“(...)
gente roubando dinheirama do povo! Esses políticos aí! Você acha certo um
sujeito desses pegar dinheiro que podia estar ajudando os pobres? Dando comida
pra essa gente? E a saúde? Não falaram que essa merda de imposto era pra saúde?”
O padre respondeu: “mas existe sim gente bem intencionada, pessoas sérias que
querem fazer alguma coisa, mas infelizmente parece que não conseguem.

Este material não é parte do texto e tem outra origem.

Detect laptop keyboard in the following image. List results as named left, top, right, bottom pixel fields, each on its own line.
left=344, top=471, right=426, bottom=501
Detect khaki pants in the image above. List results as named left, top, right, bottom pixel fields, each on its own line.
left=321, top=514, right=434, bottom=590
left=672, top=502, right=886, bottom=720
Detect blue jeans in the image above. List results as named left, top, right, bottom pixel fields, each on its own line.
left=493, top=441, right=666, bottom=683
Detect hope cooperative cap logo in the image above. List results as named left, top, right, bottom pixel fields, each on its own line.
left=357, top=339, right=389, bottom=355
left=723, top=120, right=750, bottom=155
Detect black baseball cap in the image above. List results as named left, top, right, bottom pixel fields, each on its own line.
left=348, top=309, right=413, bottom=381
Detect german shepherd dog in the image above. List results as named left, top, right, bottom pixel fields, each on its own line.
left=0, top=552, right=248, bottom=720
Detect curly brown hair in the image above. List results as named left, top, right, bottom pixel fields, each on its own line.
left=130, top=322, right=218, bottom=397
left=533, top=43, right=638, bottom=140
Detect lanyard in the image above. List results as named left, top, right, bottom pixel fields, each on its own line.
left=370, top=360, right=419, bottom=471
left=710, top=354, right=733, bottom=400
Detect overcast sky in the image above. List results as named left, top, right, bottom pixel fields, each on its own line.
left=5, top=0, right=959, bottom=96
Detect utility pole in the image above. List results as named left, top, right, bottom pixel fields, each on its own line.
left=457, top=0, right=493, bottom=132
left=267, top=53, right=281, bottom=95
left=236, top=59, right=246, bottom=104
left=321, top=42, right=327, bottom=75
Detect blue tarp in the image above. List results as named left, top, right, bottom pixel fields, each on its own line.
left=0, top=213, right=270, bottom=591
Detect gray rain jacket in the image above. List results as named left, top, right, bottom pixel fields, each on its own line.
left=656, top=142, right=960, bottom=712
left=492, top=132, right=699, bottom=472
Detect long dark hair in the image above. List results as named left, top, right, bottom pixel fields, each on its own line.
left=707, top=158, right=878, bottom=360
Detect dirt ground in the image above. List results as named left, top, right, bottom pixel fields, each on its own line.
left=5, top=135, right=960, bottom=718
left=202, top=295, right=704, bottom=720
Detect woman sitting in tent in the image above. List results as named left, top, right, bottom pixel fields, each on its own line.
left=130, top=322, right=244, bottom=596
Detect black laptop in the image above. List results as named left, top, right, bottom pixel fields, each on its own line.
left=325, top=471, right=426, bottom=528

Talvez o
próprio sistema não permita”. “Que sistema, padre? A verdade é uma só: ninguém
quer saber de nada! Bom mesmo era no tempo dos militares! Naquele tempo não
tinha essa roubalheira de hoje!”
Esse
discurso eu já ouvi na vida real, saindo da boca de gente idosa e, pasmem, da
boca de gente jovem.
Não
é de se espantar que muita gente ingenuamente ainda acredite que nos anos de
chumbo nada aconteceu de horrível. Na época do Terceiro Reich, mesmo quem
morava em torno de Treblinka, por exemplo, poloneses na maioria, não sabia
direito o que se passava por lá. Podia imaginar, é claro, mas não tinha certeza
das atrocidades que aconteciam nos campos.
No
dia 29 de janeiro de 2010, a “Isto É Independente” publicou uma matéria sobre o
senhor Carlos Alexandre Azevedo, que foi preso e torturado pelos militares quando era bebê, que cresceu
agressivo e isolado e que aos 37 anos ainda sofria os efeitos dos anos de
chumbo: vivia recluso, sem trabalho nem amigos e sofria de fobia social.
O que aconteceu foi o seguinte: os pais de Carlos eram
militantes de esquerda e já estavam presos quando policiais invadiram a sua
casa, na zona sul de São Paulo, e o levaram para a sede do Departamento
Estadual de Ordem Política e Social (Deops). Era 15 de janeiro de 1974. Carlos
tinha 1 ano e 8 meses. Bem armados e
truculentos, os agentes da repressão o encontraram na companhia da babá. Chegaram dando ordens. Exigiram que os dois
permanecessem imóveis no sofá. Apenas Joana obedeceu. Como castigo pelo choro
persistente, Carlos Alexandre levou uma bofetada tão forte que acabou com os
lábios cortados e um dente quebrado. Foram mais de 15 horas de agonia. Presas
políticas disseram ao pai que o menino fora torturado no Deops, que tinha sido
vítima de choques elétricos e outras sevícias. Que foi jogado no chão e bateu a
cabeça. Os policiais falavam que,
naquela idade, ele já era doutrinado e perigoso. Eis a síntese da matéria.
A monstruosidade disso tudo é algo que embrulha o
estômago. E isso é apenas um capítulo, uma pequena parte dessa excrescência
chamada ditadura militar, que arruinou famílias inteiras, que desapareceu com
gente de bem, que transformou em pó pessoas de carne e osso.
Na semana passada a ótima jornalista Eliane
Brum informou pelo Twitter que Carlos Alexandre Azevedo tinha se suicidado.
O
suprassumo da crueldade teve seu desfecho.
Ah,
essa expressão não é minha, mas da mãe de Carlos Alexandre.